Como ela poderia ter caído se as roupas de Nathan não a tivessem feito tropeçar?
No final das contas, ele deveria ter encontrado um lugar melhor para colocar suas roupas, não é?
Tudo isso, ela disse a ele.
Depois de ouvi-la, ele estreitou os olhos e a encarou como se ela fosse uma idiota. "O que você é, uma criança de três anos? Por que você tropeçaria em uma peça de roupa?"
Em resposta, ela gaguejou: "Eu... eu estava com medo."
"Medo de quê?" ele pressionou.
Depois de hesitar por um momento, ela respondeu com sinceridade: "Tenho medo de te acordar..."
Enquanto ele zombava, o sorriso em seu rosto desapareceu. E então, ele perguntou friamente: "Você já falou uma única palavra de verdade?"

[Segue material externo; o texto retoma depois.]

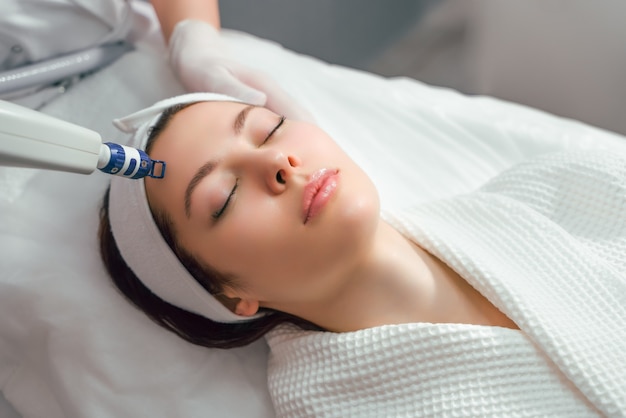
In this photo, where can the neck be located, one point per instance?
(398, 282)
(391, 283)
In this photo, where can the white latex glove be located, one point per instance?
(201, 63)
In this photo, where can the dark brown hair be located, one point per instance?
(192, 327)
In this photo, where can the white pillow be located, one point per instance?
(71, 346)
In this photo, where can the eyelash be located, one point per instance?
(217, 214)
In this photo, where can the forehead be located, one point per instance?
(190, 138)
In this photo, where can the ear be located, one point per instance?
(247, 307)
(244, 306)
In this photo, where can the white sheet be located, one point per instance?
(70, 346)
(545, 242)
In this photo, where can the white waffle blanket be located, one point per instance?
(546, 242)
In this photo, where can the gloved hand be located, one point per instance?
(201, 63)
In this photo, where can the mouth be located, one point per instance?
(319, 189)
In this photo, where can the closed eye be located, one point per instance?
(278, 125)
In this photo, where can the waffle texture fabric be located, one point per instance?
(544, 241)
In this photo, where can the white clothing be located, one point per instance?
(34, 30)
(545, 242)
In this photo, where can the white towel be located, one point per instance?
(546, 243)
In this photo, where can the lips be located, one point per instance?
(318, 191)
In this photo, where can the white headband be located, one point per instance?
(137, 236)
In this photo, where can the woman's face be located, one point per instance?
(275, 203)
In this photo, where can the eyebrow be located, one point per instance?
(206, 168)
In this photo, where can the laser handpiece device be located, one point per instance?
(29, 138)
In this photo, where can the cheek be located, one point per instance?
(257, 237)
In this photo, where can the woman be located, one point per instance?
(272, 218)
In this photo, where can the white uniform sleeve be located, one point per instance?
(35, 30)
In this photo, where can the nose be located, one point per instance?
(277, 169)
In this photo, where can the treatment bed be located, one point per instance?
(71, 346)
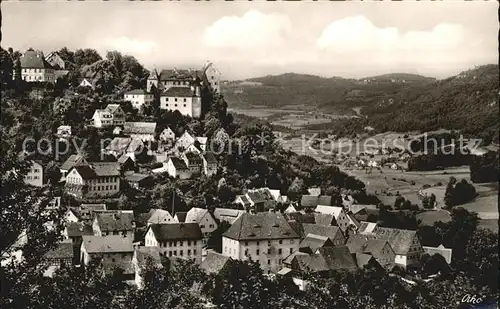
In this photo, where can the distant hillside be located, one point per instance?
(406, 77)
(467, 102)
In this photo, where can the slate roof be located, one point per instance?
(103, 169)
(32, 59)
(178, 92)
(196, 215)
(314, 242)
(362, 259)
(110, 221)
(176, 231)
(135, 177)
(227, 214)
(119, 144)
(108, 244)
(441, 250)
(64, 250)
(72, 161)
(400, 240)
(181, 216)
(210, 158)
(179, 163)
(258, 226)
(214, 262)
(330, 210)
(143, 253)
(193, 158)
(328, 231)
(139, 128)
(325, 219)
(328, 258)
(137, 91)
(159, 216)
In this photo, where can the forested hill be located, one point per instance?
(467, 102)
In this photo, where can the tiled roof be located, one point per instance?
(210, 158)
(325, 219)
(193, 158)
(441, 250)
(328, 231)
(176, 231)
(362, 259)
(159, 216)
(103, 169)
(135, 177)
(400, 240)
(179, 163)
(309, 201)
(139, 128)
(112, 108)
(110, 221)
(214, 262)
(34, 60)
(107, 244)
(314, 242)
(143, 253)
(178, 92)
(72, 161)
(119, 144)
(137, 91)
(260, 226)
(196, 215)
(314, 191)
(328, 258)
(329, 210)
(227, 214)
(64, 250)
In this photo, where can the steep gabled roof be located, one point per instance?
(214, 262)
(72, 161)
(108, 244)
(32, 59)
(178, 92)
(260, 226)
(139, 128)
(176, 231)
(110, 221)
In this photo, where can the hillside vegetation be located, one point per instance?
(392, 102)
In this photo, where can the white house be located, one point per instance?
(167, 134)
(34, 177)
(177, 168)
(145, 131)
(138, 98)
(343, 221)
(34, 67)
(64, 131)
(185, 100)
(264, 237)
(176, 240)
(116, 251)
(204, 219)
(114, 222)
(96, 180)
(112, 115)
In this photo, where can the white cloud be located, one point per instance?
(359, 35)
(254, 29)
(129, 46)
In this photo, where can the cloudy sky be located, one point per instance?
(246, 39)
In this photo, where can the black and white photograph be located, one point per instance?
(249, 154)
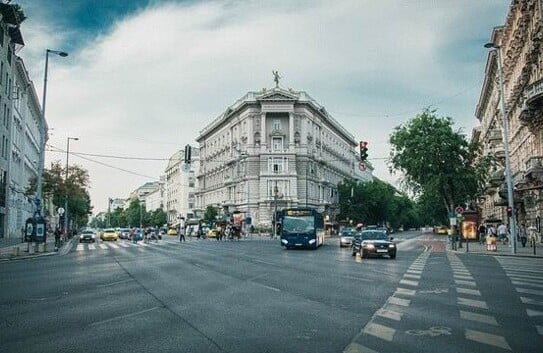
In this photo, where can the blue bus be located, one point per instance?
(301, 228)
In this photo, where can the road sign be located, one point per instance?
(459, 210)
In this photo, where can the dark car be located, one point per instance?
(374, 242)
(87, 235)
(346, 237)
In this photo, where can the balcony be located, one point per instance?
(534, 94)
(497, 177)
(494, 136)
(534, 169)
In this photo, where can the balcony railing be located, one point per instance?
(494, 136)
(534, 93)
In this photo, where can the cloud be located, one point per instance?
(147, 84)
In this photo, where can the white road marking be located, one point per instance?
(405, 291)
(529, 291)
(533, 313)
(399, 301)
(380, 331)
(408, 275)
(473, 303)
(468, 291)
(485, 319)
(357, 348)
(390, 314)
(409, 283)
(531, 301)
(465, 283)
(487, 338)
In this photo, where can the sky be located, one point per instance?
(144, 77)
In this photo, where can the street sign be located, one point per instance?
(459, 210)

"Eu estou dizendo a verdade!"
Ela protestou.
Afinal, a reação dele ao acordar não provava que ela tinha razão em estar com medo?
Mas ele apenas respondeu: "Esgueirando-se para dentro do meu quarto para pegar suas roupas? Tropeçando nas minhas roupas e caindo em cima de mim - em cima da minha masculinidade, nada menos? Você poderia ser mais óbvia, Abigail?"
Nesse ponto, ele beliscou o queixo dela e soltou um sorriso cruel, dizendo: "Já que você gosta tanto de se fazer de difícil, deixe-me facilitar as coisas para você!"
Assim que ela percebeu o que ele estava dizendo, ela gritou: "Não... mmm!"
Antes que ela pudesse terminar suas palavras...
Ele pegou seus lábios.
Ao contrário de seu comportamento frio e retraído, seu beijo era implacável e invasivo.
O sabor almiscarado inundou seus sentidos, quase a sufocando.
Esta versão dele era assustadora.
Desesperadamente, ela tentou resistir a ele. Quando ela finalmente teve a chance de respirar, ela disparou: "Assinamos um acordo de divórcio, Nathan!"